For information on monitoring Spark applications, see Monitoring Spark Applications.
Submitting Spark Applications
To submit an application consisting of a Python file or a compiled and packaged Java or Spark JAR, use the spark-submit script.
spark-submit --option value \ application jar | python file [application arguments]Example: Running SparkPi on YARN demonstrates how to run one of the sample applications, SparkPi, packaged with Spark. It computes an approximation to the value of pi.

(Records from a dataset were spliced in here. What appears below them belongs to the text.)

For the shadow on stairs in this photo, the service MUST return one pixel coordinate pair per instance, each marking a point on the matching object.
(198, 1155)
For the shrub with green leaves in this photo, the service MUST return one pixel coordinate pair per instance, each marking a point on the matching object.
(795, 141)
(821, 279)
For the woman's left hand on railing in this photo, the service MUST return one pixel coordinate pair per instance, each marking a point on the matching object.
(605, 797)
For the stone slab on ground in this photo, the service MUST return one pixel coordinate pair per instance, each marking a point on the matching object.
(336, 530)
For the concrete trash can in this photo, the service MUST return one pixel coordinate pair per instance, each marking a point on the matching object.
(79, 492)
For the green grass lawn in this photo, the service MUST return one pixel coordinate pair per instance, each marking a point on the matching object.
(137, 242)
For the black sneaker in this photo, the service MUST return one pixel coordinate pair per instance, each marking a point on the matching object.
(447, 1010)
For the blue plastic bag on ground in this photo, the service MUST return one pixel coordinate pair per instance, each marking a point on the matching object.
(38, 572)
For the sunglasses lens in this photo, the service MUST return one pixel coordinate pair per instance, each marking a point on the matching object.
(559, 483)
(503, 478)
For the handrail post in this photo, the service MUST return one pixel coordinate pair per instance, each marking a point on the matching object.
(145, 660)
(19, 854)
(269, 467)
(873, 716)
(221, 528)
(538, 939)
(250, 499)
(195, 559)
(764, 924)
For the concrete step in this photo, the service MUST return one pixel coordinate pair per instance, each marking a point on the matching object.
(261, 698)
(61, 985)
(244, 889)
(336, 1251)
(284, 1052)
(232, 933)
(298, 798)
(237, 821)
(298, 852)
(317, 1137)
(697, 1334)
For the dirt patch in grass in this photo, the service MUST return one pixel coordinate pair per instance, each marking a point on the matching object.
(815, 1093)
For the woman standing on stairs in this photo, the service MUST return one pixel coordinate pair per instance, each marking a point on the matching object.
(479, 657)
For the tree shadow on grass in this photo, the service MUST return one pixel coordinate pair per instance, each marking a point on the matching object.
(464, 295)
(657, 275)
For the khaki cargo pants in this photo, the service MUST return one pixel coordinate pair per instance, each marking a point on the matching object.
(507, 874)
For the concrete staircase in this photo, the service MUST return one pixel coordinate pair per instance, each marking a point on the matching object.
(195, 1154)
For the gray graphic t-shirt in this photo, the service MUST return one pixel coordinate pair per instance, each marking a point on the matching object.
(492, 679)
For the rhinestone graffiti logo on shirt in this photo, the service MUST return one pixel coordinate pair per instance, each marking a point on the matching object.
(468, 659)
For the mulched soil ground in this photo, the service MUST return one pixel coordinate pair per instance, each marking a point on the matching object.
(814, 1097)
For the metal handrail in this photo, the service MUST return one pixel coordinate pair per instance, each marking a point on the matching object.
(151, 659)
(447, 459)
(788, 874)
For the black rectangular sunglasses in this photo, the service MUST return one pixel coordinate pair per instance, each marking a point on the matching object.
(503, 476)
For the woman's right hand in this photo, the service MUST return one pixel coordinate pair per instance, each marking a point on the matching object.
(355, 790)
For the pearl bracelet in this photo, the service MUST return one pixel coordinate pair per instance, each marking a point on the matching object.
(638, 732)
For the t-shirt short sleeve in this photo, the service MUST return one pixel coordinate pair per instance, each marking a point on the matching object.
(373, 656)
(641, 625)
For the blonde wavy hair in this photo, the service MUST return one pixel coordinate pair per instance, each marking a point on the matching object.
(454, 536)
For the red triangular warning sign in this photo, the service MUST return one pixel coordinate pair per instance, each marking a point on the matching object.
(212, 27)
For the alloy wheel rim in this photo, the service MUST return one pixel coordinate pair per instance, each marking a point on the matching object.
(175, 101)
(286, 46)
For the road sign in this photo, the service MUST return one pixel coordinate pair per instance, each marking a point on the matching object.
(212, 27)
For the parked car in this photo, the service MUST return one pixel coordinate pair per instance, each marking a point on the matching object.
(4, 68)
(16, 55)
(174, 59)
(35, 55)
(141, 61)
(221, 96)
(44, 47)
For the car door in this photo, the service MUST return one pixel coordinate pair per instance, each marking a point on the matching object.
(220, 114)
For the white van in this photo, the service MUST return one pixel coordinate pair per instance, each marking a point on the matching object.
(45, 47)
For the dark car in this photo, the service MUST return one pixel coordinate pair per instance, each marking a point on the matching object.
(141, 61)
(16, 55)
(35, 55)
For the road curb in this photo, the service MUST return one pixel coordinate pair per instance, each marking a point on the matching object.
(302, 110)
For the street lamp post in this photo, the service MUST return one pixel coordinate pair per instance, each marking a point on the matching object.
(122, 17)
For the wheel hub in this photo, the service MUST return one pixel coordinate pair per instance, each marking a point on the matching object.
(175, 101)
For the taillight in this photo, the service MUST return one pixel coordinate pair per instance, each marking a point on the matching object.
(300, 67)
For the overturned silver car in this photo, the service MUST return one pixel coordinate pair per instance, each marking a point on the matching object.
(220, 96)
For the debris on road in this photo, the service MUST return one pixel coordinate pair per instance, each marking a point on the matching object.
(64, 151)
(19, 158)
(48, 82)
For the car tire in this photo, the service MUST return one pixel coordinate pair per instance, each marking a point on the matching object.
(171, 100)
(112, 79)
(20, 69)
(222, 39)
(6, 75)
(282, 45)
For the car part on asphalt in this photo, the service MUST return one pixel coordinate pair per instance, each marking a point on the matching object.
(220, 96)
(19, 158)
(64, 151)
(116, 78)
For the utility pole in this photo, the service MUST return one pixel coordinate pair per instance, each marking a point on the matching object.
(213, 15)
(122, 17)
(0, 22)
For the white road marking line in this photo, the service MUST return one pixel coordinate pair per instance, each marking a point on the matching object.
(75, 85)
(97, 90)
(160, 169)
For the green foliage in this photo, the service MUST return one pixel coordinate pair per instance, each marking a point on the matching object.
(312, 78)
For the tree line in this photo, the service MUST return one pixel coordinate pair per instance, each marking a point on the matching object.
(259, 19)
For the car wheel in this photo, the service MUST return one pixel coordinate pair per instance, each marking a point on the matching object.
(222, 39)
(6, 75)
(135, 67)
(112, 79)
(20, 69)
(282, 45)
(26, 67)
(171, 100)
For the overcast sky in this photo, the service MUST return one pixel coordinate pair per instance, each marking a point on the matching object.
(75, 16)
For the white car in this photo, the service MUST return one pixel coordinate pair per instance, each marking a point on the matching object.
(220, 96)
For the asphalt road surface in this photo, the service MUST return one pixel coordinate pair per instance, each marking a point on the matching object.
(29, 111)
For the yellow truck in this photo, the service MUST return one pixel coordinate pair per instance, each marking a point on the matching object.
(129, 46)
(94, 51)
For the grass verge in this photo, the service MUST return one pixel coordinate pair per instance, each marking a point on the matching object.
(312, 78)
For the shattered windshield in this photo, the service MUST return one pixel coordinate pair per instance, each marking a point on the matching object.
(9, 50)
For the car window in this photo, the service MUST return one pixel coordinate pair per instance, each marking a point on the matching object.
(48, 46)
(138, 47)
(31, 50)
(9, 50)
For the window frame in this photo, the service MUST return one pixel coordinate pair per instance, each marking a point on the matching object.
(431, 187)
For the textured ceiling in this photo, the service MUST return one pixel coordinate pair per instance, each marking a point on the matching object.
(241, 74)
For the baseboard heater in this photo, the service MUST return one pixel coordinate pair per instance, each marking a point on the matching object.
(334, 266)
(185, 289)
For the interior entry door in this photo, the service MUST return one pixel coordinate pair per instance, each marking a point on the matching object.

|application jar||Path to a JAR file containing a Spark application and all dependencies. The path must be globally visible inside your cluster; see Advanced Dependency Management.|
|python file||Path to a Python file containing a Spark application. The path must be globally visible inside your cluster; see Advanced Dependency Management.|
|application arguments||Arguments to pass to the main method of your main class.|
|class||For Java and Scala applications, the fully qualified classname of the class containing the main method of the application. For example, org.apache.spark.examples.SparkPi.|
|conf||Spark configuration property in key=value format. For values that contain spaces, surround "key=value" with quotes (as shown).|
|deploy-mode||Deployment mode: cluster and client. In cluster mode, the driver runs
on worker hosts. In client mode, the driver runs locally as an external client. Use cluster mode with production jobs; client mode is more appropriate for interactive and debugging uses, where you
want to see your application output immediately. To see the effect of the deployment mode when running on YARN, see Deployment Modes.
|driver-class-path||Configuration and classpath entries to pass to the driver. JARs added with --jars are automatically included in the classpath.|
|driver-cores||Number of cores used by the driver in cluster mode.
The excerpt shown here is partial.